If you buy the mini van, don't ever show up at a job with brand new work boots and tools that still have the harbor freight price tag on them. Just kidding.... but the point is about credibility. 

I know your work speaks for itself, but there will be plenty of potential clients that will never get a chance to see your work if they size you up as a newbie working out of mom's car,

Get the ranger


----------



## madmax718 (Dec 7, 2012)

If you work in more urban areas, a minivan is fine. Does it make a difference in appearance? Kinda. Sorta. Not really. 

Minivan is also very discreet. black out the rear windows and the side windows, and your pretty incognito.


----------



## cedarboarder (Mar 30, 2015)

still havnt gotten a new truck. 
both the mini van and ranger are to small for me. 

Now the debate on a old guzzling 90-95 F-150 or a new truckish truck that decent on gas.
old F150 
pros 1. more reliable than a new truck, (just a theory I have that new truck are made to break so dealers get more money) 2. easy to work on not much computers and wires in the old girls 3. cheaper initial investment. 4. dont have to worry about dents.
cons. 1. gas guzzler

new truck.
pros, 1. better on gas 2. looks better
cons 1. payments 2. have to worry about denting damaging it. 3. cant work on it have to visit mechanics to plug in to a computer.
Do any of you miss your old F150s?


----------



## m1911 (Feb 24, 2009)

let the guy on youtube do a teardown on it and tell you if it's any good :laughing:


----------



## aptpupil (Jun 12, 2010)

Safety is another pro on a new truck.

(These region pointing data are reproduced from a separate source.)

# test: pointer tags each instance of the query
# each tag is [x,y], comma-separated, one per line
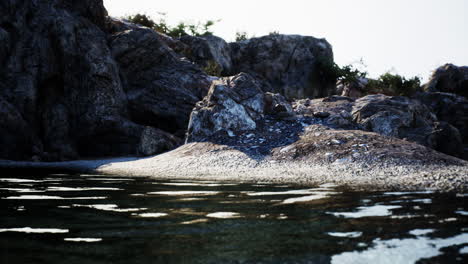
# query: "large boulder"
[66,93]
[161,87]
[450,108]
[405,118]
[233,105]
[294,66]
[449,79]
[394,116]
[210,52]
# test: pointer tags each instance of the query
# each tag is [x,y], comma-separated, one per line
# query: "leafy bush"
[347,74]
[141,19]
[213,69]
[394,84]
[241,36]
[181,29]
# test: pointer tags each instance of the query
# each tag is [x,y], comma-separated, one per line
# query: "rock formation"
[295,66]
[76,84]
[449,79]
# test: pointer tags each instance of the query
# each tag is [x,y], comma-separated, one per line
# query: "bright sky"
[409,37]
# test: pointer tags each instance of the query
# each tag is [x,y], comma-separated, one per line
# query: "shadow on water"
[89,219]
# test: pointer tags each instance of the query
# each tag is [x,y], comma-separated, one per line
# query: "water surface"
[92,219]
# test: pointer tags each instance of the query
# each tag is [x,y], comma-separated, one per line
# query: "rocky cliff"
[76,83]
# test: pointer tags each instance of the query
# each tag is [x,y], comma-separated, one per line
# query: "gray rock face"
[398,117]
[66,93]
[161,87]
[450,108]
[233,105]
[210,52]
[294,66]
[449,79]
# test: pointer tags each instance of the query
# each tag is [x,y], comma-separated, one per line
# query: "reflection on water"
[95,219]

Buy a used, newer model.


----------



## Defenestrate (Aug 13, 2015)

I miss my chevy astro when I'm crawling on my hands and knees under the topper of my '14 tacoma. 

Furniture repair dude rolled up in a NV2500 to my jobsite today and made me more jealous. 

So, if I had the bucks, I'd be in a van that could carry 1000# day in, day out.


----------